The companies paid Canadian duties on the imports, but later smelted the jewelry into bullion and sold the precious metals in Canada.
Importers of jewelry must pay customs duties but between 2006 and 2012, five companies benefited from duty rebates that the CBSA now says it was wrong to provide. (Stephanie Wiebe/CBC)
Under an obscure section of the customs tariff, a company can recover any duties paid if it can prove the imported goods were destroyed after being declared obsolete or surplus.
The five companies smelted their imported jewelry on 39 occasions over seven years, and the Canada Border Services Agency erroneously certified each smelting as “destruction,” after a customs officer witnessed each instance.

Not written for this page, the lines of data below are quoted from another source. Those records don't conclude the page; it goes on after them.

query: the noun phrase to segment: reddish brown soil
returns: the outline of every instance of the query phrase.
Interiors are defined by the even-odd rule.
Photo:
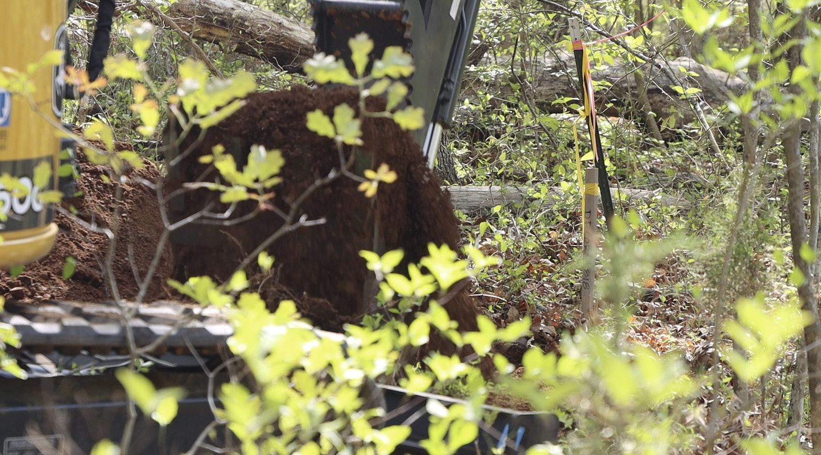
[[[310,185],[340,165],[333,142],[305,126],[307,112],[319,108],[333,116],[336,106],[344,102],[356,109],[356,93],[346,89],[295,87],[253,94],[245,107],[209,129],[201,143],[193,144],[193,152],[171,172],[166,190],[170,193],[183,182],[200,178],[213,180],[213,168],[208,174],[209,166],[200,164],[198,158],[209,154],[214,145],[224,145],[227,152],[234,153],[241,166],[251,145],[261,144],[268,149],[280,149],[285,157],[281,174],[284,183],[274,188],[276,197],[271,203],[287,212]],[[380,102],[369,100],[369,110],[381,110]],[[311,193],[299,207],[297,218],[301,215],[311,220],[324,217],[327,222],[300,228],[274,242],[268,252],[276,257],[275,273],[255,283],[272,306],[282,298],[295,300],[305,317],[326,330],[339,330],[345,323],[362,316],[369,272],[359,251],[374,249],[374,219],[379,226],[383,249],[403,248],[406,252],[406,262],[397,271],[399,272],[405,271],[409,262],[416,262],[425,256],[430,242],[454,249],[459,243],[450,199],[441,190],[438,178],[428,169],[410,136],[386,119],[365,120],[362,131],[365,146],[356,151],[351,171],[362,175],[365,169],[375,169],[384,162],[397,173],[397,182],[382,184],[375,203],[357,190],[359,182],[344,176]],[[196,138],[198,133],[195,131],[190,138]],[[192,142],[188,140],[181,149],[188,148]],[[351,152],[351,149],[344,151],[346,157]],[[108,175],[106,170],[88,162],[81,162],[80,167],[78,187],[85,195],[71,203],[87,222],[112,227],[115,218],[118,221],[112,270],[121,295],[132,298],[138,291],[135,276],[144,275],[163,231],[155,192],[135,180],[156,181],[159,171],[151,163],[146,163],[144,169],[131,171],[126,177],[132,181],[122,185],[122,202],[115,212],[116,187],[101,178]],[[215,193],[204,189],[188,193],[181,207],[177,203],[181,201],[170,204],[171,216],[180,219],[197,212],[215,197]],[[63,202],[63,207],[68,207],[69,202]],[[211,211],[218,212],[220,207],[226,206],[218,202]],[[234,216],[247,213],[253,207],[250,202],[241,205]],[[108,239],[62,215],[56,216],[56,222],[61,234],[52,253],[27,266],[16,279],[0,272],[0,293],[32,303],[110,298],[103,272]],[[163,250],[146,300],[161,297],[165,293],[162,284],[169,277],[185,280],[206,275],[227,279],[242,258],[282,225],[282,217],[268,210],[231,226],[209,229],[190,225],[176,232],[173,246]],[[62,280],[62,271],[68,256],[78,265],[67,281]],[[251,269],[256,262],[252,264]],[[259,271],[249,271],[253,275]],[[475,330],[478,310],[466,286],[460,289],[461,292],[443,302],[461,330]],[[453,351],[449,343],[436,336],[429,348]]]
[[[125,175],[129,181],[122,186],[122,202],[118,204],[115,184],[103,179],[103,175],[108,176],[107,169],[84,158],[79,164],[80,178],[77,188],[83,195],[64,201],[62,206],[66,209],[73,206],[80,219],[111,230],[115,229],[115,217],[119,214],[112,270],[122,298],[131,299],[139,289],[135,276],[144,276],[163,231],[156,193],[135,180],[155,181],[159,171],[149,162],[142,169],[130,171]],[[0,271],[0,295],[32,303],[51,299],[87,302],[110,299],[111,288],[103,273],[109,245],[108,237],[60,213],[56,214],[54,221],[60,232],[51,253],[26,266],[16,279],[11,278],[6,271]],[[74,257],[77,265],[74,275],[65,280],[62,270],[68,257]],[[169,276],[172,264],[171,248],[167,247],[157,268],[158,276]],[[163,282],[164,278],[152,281],[146,295],[149,300],[163,293],[159,284]]]
[[[222,144],[227,152],[233,152],[237,162],[242,163],[251,145],[261,144],[269,150],[280,149],[285,157],[282,172],[285,183],[274,188],[273,203],[287,212],[310,184],[339,167],[333,142],[305,126],[307,113],[319,108],[333,116],[333,108],[342,103],[357,109],[356,100],[356,93],[347,89],[311,90],[294,87],[291,90],[255,93],[247,98],[245,107],[208,130],[203,141],[195,145],[195,152],[176,168],[177,173],[172,172],[177,180],[169,182],[169,190],[178,188],[181,181],[200,179],[207,166],[200,164],[197,158],[209,154],[213,146]],[[369,110],[378,110],[379,102],[369,100]],[[326,324],[336,325],[338,317],[355,317],[362,312],[368,273],[358,252],[374,249],[374,217],[378,221],[383,249],[403,248],[406,262],[415,262],[425,256],[429,242],[445,243],[452,248],[457,248],[459,243],[453,207],[442,192],[439,179],[425,166],[419,146],[410,136],[386,119],[366,119],[362,132],[365,145],[356,152],[357,164],[352,171],[361,175],[364,169],[376,168],[385,162],[398,175],[397,182],[379,187],[373,207],[372,201],[357,190],[358,182],[346,177],[337,179],[313,193],[300,206],[300,215],[305,214],[309,219],[325,217],[327,223],[300,228],[268,248],[279,265],[277,285],[291,289],[297,296],[333,303],[336,312],[332,312],[338,315],[306,312],[319,313],[314,317],[314,322],[320,327],[326,327]],[[197,132],[190,137],[197,137]],[[181,150],[187,149],[192,143],[185,142]],[[351,152],[350,149],[345,151],[346,157]],[[209,177],[213,178],[213,175]],[[176,216],[181,218],[200,210],[214,198],[214,193],[208,190],[189,193],[184,209]],[[241,207],[242,210],[235,216],[246,213],[251,207],[249,203]],[[241,257],[282,225],[282,218],[268,211],[250,221],[211,230],[207,234],[204,234],[204,227],[192,227],[181,237],[186,241],[197,236],[205,240],[200,244],[175,247],[177,278],[196,275],[227,278]],[[445,307],[461,329],[476,329],[478,312],[466,289],[457,293]],[[431,347],[440,348],[445,344],[442,340],[434,340]]]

That certification allowed the companies to recoup their duties paid, and $495,000 was refunded.
“The companies in question correctly followed the processes laid out in statute and policy for claiming a refund of customs duties paid on the goods,” says a government document explaining cabinet’s decision, released this week.
“The CBSA erred by certifying that the smelting of jewelry constituted destruction. Therefore, it would be unjust to revoke the refund of duties that these companies received.”
The companies had already received their refunds; the cabinet order retroactively certifies the payments.
One additional refund worth $2,992.56 in a 40th smelting incident not covered by the cabinet order is still in process of being paid to one of the five companies.
Gold bullion nearly tripled in value from 2006 to 2012, driven by the global financial meltdown, so the companies were selling into a bullish market for precious metals.
“The CBSA believes that the five companies acted in good faith,” said agency spokeswoman Line Guibert-Wolff, who adds the agency no longer considers smelting to be destruction.
Five companies that import jewelry later smelted some of the product into bullion and sold it in Canada — and collected import duty rebates after a mistaken ruling by CBSA.
The Vancouver company that received the largest total rebate, IBB International (Canada) Ltd. for $403,728, filed for bankruptcy in 2012.
The second-largest recipient, at $61,932 in rebates, is Montreal-based Arig-Or Jewellery Inc.
Company director Ted Argyris said all jewelry importers “periodically ‘smelt’ or, in effect, recover the precious metal component of the jewelry they import.”
“There can be other reasons as to why this is done, but in the overwhelming majority of cases, it is a result of, as in any fashion industry, outmoded styles that are in surplus and are no longer salable,” he said.